In June 2022, at the same time gas prices peaked, the US annual inflation rate reached 9.1%. Because of the falling energy prices and a restrictive Monetary Policy, US inflation fell to 6% by early 2023. But because the Federal Reserve was reluctant to raise interest rates high enough so that real interest rates would be positive, inflation was slow to fall further.
The inflation problem could have been avoided. Instead, it will now be very painful to reduce inflation. Inflation must be reduced as soon as possible because, as Fed Chair Jerome Powell recently said, “Without price stability, the economy does not work for anyone.”
As I have noted in numerous prior columns, the inflation that we have today is a result of excess demand created from 1) the Federal Reserve’s shockingly irresponsible Monetary Policy in 2021, and 2) the Federal Government spending $9 trillion more than it received in tax revenue in fiscal years 2020, 2021, 2022 and 2023.
In 2021, the Fed kept interest rates near zero and vastly increased the money supply. This expansionary Monetary Policy stimulated an economy that was growing at a 6% annual rate. The expansionary Monetary Policy worsened inflation.

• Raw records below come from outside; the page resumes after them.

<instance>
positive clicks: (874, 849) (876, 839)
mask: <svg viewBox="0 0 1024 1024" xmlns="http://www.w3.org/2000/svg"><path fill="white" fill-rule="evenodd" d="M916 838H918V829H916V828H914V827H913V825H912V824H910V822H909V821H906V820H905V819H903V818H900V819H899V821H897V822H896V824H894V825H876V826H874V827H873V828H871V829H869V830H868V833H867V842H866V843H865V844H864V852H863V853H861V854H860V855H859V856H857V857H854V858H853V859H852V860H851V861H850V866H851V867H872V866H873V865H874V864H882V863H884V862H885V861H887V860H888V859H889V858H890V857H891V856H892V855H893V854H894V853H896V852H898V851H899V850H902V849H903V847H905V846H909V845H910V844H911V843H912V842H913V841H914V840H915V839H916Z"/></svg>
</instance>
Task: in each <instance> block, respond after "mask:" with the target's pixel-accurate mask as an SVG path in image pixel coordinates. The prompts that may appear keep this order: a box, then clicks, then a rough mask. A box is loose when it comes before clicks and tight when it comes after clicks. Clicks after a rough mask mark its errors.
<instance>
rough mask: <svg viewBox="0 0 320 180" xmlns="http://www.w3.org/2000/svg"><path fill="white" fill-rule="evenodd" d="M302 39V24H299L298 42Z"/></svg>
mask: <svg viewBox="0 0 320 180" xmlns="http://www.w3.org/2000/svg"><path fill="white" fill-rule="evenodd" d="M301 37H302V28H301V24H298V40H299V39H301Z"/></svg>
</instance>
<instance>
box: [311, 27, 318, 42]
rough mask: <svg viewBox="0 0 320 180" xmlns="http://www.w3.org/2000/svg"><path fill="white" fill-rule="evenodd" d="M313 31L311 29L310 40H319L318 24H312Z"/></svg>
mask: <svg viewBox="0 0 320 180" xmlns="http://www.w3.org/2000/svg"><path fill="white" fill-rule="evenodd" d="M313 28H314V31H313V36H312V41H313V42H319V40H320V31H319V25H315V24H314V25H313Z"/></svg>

Finally, in June 2022, the Fed remembered that price stability should be the top priority for Monetary Policy. By then, the 9.1% annual inflation rate caused the Fed to raise interest rates dramatically. Rates were raised by 75 basis points in the Fed’s next four meetings. Strangely though, the Fed decided to ease up. Rates were raised by only 50 basis points in December and then by only 25 basis points in February and March.

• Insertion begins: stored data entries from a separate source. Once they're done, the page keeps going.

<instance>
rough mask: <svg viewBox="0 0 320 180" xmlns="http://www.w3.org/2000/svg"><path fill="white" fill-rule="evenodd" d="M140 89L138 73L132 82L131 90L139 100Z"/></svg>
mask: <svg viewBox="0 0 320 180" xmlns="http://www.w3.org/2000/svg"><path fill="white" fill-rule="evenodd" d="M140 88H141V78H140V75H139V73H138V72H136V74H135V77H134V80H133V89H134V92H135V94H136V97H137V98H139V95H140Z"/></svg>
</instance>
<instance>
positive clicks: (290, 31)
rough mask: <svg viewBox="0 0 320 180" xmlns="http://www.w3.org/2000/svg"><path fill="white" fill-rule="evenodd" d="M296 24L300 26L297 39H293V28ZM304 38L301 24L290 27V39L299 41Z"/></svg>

As noted in prior columns, the Fed eased up way too soon. And now with higher energy prices on the horizon, the Fed will be forced to act much more aggressively.
Since the Biden Administration wants an energy policy that will reduce domestic production, inflation will rise. Since the Biden Administration wants to continue to run huge government budget deficits, inflation will rise. Since the Federal Reserve refuses to raise interest rates above the inflation rate, inflation will rise.
Let’s hope the Fed gets more aggressive with interest rate hikes before inflation reaches double-digit levels. Let’s hope the Biden Administration relaxes oil production restrictions to encourage more production. And let’s hope the Federal government stops all of this needless deficit spending.
Let’s hope inflation can be brought down.